Brian Hancill

Breaking up is hard to do

Anything resembling a good tune was hard to find but I did spot a man with an alarming whole-head tattoo

issue 01 October 2016

’Will you be dancing?’ the man in front asks his friend before the lights go down. ‘Most likely,’ she says. Two songs in and it’s looking less and less likely.

The world’s best-known Icelander is fronting a 27-piece chamber orchestra in a strings-only performance of songs from her last album (not her most toe-tapping collection). It feels like hard work. Lyrically, Vulnicura (Greek for ‘cure for wounds’) is a blow-by-blow account of her split with long-term partner Matthew Barney. Musically, anything resembling a good tune is hard to find.

Each verse of ‘Black Lake’, the album’s mournful centrepiece, ends in a wavering monotone that fades to silence. Watching conductor Andrew Gourlay’s hands is the only way to tell if the song is over or not. Inevitably, we miss a cue and applaud just as the anguished tale starts up again.

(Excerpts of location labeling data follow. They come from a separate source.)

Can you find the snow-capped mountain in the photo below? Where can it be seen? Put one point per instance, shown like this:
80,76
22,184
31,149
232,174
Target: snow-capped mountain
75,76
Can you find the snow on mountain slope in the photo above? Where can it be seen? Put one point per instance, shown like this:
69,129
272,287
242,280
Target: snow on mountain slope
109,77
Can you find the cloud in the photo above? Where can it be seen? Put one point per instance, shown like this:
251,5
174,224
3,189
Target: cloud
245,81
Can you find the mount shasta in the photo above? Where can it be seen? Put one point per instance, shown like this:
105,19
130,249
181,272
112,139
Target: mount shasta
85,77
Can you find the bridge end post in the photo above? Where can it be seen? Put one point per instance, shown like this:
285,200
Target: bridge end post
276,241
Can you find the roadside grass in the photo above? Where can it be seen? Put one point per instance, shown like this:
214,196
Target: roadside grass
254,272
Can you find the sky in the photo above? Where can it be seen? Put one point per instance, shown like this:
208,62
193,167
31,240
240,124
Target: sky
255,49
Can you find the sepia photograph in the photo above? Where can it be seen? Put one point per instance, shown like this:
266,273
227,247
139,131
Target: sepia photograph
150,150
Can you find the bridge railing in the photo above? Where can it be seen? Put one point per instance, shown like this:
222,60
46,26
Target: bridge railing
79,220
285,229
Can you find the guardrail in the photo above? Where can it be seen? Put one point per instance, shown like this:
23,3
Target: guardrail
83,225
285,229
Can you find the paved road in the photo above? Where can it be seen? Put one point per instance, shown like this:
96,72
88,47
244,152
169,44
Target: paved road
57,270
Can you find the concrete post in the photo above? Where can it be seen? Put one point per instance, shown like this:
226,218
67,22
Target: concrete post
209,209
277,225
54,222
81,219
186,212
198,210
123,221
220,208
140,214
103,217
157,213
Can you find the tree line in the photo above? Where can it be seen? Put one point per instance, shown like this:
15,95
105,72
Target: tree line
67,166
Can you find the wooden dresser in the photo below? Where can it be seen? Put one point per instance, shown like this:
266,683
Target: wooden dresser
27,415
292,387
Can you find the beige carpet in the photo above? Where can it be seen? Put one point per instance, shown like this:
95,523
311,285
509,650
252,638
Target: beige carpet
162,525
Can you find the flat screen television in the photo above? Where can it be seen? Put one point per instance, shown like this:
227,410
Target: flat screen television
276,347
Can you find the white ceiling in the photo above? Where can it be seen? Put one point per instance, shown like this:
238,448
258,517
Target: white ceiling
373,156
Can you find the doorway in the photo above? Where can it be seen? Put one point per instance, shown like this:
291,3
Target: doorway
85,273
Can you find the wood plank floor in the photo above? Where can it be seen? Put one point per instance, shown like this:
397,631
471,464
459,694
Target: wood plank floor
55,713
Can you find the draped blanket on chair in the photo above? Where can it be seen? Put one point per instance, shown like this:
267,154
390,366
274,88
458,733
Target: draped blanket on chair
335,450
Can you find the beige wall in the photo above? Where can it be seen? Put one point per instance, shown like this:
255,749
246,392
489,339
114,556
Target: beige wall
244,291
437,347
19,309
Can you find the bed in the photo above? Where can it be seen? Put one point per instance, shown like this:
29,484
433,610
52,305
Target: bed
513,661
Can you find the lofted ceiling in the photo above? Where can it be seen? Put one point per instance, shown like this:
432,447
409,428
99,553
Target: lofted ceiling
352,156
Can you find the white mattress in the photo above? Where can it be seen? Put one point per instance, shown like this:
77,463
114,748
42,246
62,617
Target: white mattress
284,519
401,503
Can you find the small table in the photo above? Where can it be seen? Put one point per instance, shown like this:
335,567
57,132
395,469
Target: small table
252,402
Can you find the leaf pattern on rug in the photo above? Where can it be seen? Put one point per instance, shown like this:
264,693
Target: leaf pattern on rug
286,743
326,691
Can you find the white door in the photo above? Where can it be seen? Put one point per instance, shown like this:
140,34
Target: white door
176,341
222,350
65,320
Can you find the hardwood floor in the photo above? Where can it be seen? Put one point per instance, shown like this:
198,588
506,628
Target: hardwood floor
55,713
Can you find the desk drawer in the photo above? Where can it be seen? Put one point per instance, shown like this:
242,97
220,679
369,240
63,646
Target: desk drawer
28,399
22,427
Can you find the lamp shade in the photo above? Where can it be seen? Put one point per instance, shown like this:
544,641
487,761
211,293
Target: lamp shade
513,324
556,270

And what anguish. Björk does not lament her lost love with hints and allusions like Dylan in Blood on the Tracks or Joni Mitchell in Blue. Her words are raw and bleeding. ‘My soul torn apart/ My spirit is broken,’ she sings, face part-hidden by a feathered mask. It must help to wear a mask as you pour your broken heart out in front of 5,000 people.

Finally, the contrast between vocal emotion and instrumental austerity begins to sound less like a hard slog and more like a thing of beauty. When the Aurora Orchestra fills the hall with the flow of warm chords that bring ‘Family’ to life I want to rewind and hear the first few numbers again with my ears recalibrated. Too late.

People-watching makes the interval fly by. There are white guys done up like Indian princes; a very tall woman in head-to-toe black robes and a gold crown; a man with an alarming whole-head tattoo.